Pets in Education

Daphne Reid
by Daphne Reid
View Biography

Teachers have used animals in lessons for decades, and pets can be an exciting addition to the classroom, and a great educational tool. However, there are lots of things to consider before rushing out to a pet store.

Benefits of Pets in Learning

Animals can teach children about human behavior and body language. Arguably, learning to care for animals can be the first stage in learning to care for others, and pets can teach social responsibility. Although, interestingly, there are those who say children need to know something about responsibility first.

Pets can also help teach kids about some of the really big issues, including death and reproduction. Regular contact with animals can also make children calmer, more co-operative and able to concentrate for longer. One study of elementary schools in Australia found that pets improved class cohesiveness while helping to create an orderly environment.
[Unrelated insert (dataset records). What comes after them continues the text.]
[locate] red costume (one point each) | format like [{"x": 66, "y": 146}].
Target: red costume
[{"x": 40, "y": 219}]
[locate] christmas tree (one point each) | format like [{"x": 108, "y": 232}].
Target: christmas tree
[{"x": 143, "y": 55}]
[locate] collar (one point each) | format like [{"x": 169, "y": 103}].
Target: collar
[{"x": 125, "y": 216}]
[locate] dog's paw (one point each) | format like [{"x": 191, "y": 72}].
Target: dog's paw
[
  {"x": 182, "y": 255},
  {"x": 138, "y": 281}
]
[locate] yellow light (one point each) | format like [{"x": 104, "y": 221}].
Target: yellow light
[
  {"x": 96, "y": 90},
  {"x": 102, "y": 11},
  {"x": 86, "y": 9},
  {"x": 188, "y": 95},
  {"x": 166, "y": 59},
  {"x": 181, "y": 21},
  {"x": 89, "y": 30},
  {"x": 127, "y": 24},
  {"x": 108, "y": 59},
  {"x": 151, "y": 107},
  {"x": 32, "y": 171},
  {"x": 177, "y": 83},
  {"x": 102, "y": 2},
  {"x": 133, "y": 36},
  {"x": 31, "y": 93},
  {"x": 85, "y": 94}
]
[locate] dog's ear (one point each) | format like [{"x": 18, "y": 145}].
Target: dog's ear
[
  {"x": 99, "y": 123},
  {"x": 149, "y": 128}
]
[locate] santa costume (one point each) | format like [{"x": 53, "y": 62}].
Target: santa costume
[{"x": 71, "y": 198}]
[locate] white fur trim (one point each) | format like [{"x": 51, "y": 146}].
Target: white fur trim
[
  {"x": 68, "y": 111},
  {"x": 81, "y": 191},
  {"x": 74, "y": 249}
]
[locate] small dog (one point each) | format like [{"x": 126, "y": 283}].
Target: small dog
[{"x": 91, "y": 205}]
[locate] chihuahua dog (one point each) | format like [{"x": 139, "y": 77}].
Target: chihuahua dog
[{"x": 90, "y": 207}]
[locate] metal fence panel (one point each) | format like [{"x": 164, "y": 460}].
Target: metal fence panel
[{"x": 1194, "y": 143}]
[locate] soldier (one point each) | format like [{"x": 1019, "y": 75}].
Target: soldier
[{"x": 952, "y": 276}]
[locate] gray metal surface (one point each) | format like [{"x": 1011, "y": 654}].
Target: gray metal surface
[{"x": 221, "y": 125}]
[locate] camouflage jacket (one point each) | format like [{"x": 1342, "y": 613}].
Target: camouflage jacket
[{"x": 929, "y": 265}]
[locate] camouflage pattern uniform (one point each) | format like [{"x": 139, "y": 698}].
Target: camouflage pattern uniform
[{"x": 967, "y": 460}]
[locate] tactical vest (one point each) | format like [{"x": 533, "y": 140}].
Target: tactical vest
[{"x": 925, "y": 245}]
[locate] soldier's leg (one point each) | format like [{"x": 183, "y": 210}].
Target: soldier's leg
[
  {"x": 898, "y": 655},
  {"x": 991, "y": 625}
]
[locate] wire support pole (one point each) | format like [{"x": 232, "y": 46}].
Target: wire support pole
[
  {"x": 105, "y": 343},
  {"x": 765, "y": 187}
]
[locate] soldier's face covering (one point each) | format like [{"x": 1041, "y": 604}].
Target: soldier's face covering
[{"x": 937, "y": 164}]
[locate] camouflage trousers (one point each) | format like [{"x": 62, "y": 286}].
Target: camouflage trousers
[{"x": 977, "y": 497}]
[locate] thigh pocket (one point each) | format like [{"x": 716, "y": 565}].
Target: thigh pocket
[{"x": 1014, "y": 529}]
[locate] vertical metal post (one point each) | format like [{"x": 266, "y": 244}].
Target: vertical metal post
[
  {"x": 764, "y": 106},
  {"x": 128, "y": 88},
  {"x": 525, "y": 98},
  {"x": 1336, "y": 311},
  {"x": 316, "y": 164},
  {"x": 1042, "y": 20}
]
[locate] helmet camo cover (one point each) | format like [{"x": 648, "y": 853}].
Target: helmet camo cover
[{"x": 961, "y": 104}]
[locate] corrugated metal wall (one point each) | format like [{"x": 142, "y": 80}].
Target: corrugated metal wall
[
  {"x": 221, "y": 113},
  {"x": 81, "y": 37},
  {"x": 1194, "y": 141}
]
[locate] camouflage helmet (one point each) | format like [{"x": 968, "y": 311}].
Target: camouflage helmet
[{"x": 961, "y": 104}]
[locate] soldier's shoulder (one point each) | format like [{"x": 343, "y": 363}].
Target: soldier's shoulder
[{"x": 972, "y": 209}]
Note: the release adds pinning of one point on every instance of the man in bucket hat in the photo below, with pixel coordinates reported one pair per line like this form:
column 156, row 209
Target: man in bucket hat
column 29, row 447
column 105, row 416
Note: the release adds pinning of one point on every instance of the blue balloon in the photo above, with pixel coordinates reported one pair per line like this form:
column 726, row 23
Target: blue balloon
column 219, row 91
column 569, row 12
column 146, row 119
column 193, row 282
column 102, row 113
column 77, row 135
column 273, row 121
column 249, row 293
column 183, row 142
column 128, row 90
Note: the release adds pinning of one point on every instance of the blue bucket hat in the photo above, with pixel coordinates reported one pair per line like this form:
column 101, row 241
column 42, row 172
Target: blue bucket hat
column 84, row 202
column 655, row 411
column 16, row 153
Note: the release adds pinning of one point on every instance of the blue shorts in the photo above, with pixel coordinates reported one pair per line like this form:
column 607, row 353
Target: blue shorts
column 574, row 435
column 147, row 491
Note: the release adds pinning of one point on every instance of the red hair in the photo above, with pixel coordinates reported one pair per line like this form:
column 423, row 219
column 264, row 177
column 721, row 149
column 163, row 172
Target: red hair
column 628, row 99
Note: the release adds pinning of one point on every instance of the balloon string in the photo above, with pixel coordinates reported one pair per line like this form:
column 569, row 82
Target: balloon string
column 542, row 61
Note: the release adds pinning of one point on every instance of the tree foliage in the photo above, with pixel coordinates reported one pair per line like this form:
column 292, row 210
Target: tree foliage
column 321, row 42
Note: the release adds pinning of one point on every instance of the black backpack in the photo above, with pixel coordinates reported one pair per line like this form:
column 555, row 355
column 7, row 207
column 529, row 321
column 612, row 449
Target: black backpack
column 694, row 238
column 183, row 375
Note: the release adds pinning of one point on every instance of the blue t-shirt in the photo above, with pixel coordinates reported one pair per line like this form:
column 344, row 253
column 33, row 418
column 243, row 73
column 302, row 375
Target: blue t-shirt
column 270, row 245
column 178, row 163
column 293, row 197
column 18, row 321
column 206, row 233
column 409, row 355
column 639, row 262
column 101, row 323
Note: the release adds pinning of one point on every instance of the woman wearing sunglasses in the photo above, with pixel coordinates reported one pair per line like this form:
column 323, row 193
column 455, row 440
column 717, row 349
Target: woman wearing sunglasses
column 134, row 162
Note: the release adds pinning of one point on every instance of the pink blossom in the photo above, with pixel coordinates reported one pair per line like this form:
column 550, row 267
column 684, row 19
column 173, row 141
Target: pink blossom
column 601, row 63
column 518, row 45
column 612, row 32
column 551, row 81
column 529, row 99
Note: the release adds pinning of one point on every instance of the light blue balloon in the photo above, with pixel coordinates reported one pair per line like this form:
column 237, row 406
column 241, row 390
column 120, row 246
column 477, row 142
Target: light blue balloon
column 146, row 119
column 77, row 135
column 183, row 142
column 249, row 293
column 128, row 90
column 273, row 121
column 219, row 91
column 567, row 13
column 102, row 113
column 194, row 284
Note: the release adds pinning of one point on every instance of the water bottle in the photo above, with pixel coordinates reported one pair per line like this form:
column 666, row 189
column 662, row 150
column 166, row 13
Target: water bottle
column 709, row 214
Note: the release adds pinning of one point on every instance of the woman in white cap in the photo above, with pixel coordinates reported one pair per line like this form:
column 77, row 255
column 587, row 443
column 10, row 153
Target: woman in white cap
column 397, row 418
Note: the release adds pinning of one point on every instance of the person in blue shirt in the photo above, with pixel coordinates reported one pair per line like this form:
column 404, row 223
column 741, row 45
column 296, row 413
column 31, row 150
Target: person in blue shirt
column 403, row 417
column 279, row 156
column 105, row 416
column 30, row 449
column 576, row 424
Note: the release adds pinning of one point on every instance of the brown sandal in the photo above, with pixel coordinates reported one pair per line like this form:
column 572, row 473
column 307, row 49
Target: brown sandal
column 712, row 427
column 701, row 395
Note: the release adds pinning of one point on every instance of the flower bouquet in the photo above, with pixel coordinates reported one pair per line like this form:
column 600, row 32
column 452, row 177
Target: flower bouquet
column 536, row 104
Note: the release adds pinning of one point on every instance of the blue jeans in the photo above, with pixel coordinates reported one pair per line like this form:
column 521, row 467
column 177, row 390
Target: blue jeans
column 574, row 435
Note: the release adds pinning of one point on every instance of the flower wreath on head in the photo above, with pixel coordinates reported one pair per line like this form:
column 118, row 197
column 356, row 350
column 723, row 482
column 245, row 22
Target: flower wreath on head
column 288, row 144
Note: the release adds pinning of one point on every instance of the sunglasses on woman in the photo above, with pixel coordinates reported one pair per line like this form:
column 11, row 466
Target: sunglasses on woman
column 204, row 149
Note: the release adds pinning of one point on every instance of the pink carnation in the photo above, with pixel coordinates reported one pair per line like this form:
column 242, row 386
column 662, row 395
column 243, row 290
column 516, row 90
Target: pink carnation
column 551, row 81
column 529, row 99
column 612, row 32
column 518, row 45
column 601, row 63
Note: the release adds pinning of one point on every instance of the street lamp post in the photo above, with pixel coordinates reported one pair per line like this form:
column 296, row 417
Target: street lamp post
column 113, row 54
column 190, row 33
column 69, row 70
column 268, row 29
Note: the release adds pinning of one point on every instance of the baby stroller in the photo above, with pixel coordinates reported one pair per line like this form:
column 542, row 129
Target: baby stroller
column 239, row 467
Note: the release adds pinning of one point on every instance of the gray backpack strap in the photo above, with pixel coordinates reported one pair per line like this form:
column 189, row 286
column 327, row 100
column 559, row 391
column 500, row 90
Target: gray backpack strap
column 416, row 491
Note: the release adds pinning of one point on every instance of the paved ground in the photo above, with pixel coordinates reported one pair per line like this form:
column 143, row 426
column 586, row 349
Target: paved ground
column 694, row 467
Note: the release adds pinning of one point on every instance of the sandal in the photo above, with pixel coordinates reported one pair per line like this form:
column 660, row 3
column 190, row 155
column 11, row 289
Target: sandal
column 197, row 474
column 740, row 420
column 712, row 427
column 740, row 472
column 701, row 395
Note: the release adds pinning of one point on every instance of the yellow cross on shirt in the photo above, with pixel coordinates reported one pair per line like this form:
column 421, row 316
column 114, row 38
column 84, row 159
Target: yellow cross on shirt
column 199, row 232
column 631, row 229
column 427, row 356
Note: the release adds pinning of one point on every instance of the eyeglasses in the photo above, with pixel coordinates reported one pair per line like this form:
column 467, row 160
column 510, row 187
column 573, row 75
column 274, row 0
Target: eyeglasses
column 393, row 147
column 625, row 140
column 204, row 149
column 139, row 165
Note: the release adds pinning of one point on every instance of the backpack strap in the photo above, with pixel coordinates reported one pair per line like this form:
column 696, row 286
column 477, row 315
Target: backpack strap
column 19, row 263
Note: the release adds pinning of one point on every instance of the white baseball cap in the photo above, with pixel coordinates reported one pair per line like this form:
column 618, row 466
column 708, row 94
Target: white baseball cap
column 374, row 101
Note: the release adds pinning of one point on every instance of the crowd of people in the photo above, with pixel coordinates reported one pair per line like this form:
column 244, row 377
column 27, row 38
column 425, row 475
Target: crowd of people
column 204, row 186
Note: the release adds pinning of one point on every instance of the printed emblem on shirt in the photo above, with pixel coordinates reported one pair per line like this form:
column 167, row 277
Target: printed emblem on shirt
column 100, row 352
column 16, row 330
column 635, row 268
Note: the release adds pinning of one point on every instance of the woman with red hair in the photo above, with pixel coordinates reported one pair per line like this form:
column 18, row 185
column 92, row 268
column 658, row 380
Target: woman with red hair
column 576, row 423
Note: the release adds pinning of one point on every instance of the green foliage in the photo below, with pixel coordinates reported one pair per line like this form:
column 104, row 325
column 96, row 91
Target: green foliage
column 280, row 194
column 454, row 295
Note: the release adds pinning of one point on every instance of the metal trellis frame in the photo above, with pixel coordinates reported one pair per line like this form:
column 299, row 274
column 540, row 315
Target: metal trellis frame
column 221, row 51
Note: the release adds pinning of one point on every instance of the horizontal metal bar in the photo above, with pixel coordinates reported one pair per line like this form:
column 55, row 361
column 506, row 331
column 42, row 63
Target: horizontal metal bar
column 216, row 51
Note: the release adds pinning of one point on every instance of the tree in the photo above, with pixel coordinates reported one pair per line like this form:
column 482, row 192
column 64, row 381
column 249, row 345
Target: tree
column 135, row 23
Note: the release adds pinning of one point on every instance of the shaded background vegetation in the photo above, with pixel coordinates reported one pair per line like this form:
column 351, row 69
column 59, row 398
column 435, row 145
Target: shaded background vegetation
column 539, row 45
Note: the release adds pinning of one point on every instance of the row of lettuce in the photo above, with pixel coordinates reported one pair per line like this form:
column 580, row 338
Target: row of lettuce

Equally, pets can be great for encouraging withdrawn pupils to talk and open up, often succeeding where teachers, fellow pupils and even parents have struggled. Green Chimneys School, 65 miles north of New York City, has 300 children with emotional, behavioral, social and learning challenges. The animals are central to its ethos. Each student is assigned an animal, and the school has a 165-acre farm and a wildlife center. Once they've been with the animals, the pupils often find it easier to talk to someone else.

There are health benefits for pupils, too. One study from England's Warwick University found that animals in the classroom reduced absence by an average of up to nine days a year per child.

How to Use Pets in Class

Pets can be used for all sorts of subjects, from inspiring creative writing to budgeting for its food and upkeep in math class. One theory is that using animals to teach raises children's level of interest and triggers important learning techniques. In particular, pets have been shown to help under-achieving students. But teachers should consider how an animal will be integrated into their classroom, and be sure that learning goals couldn't be just as easily achieved with, say, field trips, a DVD or soft toys.